Legal analysis: Forms of transfer pricing: (1) Affecting the costs of related enterprises by controlling the import and export prices of parts and raw materials. (2) The parent company directly affects the product costs allocated to the subsidiary through the sale price of the subsidiary's fixed assets. The depreciation of fixed assets stipulated by the parent company, the length of the term, and the amount of depreciation charged in each period will all affect its profits. (3) The parent company affects the costs and profits of its subsidiaries through high and low royalties collected from the transfer of intangible assets such as patents, proprietary technologies, trademarks, and manufacturer names. (4) Affect the cost of products by providing loans and interest rates. (5) Affect the costs and profits of subsidiaries through labor costs such as technology, management, advertising consulting, etc. (6) Use higher or lower commissions and rebates to the sales agencies of the subsidiary system to influence the company's sales revenue when selling products. (7) The parent company uses the transportation system it controls to affect the sales cost of the subsidiary by charging higher or lower transportation, handling, and insurance fees to the subsidiary. (8) The more administrative expenses required from subsidiaries are spread into the subsidiary's product costs, which can reduce the company's revenue.
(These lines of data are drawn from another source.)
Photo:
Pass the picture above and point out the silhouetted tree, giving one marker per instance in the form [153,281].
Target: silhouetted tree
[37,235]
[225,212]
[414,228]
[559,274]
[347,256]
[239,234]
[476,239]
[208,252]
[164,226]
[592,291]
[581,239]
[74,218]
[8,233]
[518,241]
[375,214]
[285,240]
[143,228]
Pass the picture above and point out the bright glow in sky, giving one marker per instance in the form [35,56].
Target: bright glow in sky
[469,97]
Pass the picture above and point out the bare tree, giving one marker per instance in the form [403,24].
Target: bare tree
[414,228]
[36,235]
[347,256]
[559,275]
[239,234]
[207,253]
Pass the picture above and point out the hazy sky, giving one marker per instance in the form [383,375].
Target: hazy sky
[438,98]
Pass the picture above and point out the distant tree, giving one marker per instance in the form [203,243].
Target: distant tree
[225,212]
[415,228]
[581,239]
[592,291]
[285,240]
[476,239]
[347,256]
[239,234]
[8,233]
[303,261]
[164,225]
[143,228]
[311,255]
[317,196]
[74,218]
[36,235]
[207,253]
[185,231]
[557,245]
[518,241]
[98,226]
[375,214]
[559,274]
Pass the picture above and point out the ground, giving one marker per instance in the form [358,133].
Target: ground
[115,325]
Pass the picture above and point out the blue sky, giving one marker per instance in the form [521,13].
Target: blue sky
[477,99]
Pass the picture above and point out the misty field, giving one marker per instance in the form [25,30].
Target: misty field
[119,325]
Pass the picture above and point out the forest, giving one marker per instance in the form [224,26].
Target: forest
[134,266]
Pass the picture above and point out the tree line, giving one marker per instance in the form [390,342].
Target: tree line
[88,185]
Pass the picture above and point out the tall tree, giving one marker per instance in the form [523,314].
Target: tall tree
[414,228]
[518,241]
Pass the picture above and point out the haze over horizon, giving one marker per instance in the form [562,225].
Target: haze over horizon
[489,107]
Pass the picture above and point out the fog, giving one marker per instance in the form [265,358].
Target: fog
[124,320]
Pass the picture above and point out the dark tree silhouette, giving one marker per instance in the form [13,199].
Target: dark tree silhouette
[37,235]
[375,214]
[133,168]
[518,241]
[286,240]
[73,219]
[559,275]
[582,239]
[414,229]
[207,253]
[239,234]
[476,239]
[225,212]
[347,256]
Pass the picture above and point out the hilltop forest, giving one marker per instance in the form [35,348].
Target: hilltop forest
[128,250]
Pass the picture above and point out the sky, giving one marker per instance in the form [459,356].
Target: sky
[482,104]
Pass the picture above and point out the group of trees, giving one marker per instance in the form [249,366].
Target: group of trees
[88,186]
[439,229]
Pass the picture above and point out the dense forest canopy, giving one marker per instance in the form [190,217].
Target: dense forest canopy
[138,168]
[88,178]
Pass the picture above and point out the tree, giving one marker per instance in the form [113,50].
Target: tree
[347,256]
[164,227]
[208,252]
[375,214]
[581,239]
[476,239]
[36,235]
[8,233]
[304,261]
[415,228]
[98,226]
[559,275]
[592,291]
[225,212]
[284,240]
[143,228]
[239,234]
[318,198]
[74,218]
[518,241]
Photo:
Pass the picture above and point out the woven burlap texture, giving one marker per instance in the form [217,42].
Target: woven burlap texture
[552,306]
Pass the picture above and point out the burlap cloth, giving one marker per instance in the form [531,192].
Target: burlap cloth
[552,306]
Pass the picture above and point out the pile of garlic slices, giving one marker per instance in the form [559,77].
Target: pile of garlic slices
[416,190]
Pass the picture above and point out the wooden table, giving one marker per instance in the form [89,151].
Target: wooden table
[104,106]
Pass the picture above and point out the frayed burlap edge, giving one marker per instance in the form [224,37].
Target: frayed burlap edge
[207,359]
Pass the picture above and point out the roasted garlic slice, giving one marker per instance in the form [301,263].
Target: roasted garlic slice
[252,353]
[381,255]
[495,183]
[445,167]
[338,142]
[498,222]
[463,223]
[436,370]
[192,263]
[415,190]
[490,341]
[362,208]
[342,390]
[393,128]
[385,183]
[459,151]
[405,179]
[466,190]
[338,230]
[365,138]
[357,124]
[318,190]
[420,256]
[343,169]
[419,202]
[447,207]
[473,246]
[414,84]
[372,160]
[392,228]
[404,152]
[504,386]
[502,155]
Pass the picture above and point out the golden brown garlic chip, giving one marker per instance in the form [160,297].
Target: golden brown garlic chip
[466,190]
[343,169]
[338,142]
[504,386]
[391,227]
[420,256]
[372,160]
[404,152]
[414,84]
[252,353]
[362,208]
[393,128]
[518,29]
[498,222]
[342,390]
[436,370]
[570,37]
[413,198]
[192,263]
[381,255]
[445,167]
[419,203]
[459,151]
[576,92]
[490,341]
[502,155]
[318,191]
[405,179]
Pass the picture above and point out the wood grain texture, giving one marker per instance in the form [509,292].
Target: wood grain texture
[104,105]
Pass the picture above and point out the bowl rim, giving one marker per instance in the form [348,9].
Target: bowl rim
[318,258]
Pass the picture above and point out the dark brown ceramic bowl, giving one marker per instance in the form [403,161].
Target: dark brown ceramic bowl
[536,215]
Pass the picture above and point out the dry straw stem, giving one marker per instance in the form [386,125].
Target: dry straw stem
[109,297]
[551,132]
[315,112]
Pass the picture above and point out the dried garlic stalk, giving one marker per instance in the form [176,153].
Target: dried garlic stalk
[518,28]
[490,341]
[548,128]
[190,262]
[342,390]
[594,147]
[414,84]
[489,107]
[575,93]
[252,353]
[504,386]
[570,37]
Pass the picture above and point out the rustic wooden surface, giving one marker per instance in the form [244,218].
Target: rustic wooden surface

Legal basis: "Company Law of the People's Republic of China" Article 5 When companies engage in business activities, they must abide by laws and administrative regulations, abide by social ethics and business ethics, be honest and trustworthy, and accept the obligations of the government and society Public supervision and social responsibility. The company's legitimate rights and interests are protected by law and shall not be infringed upon.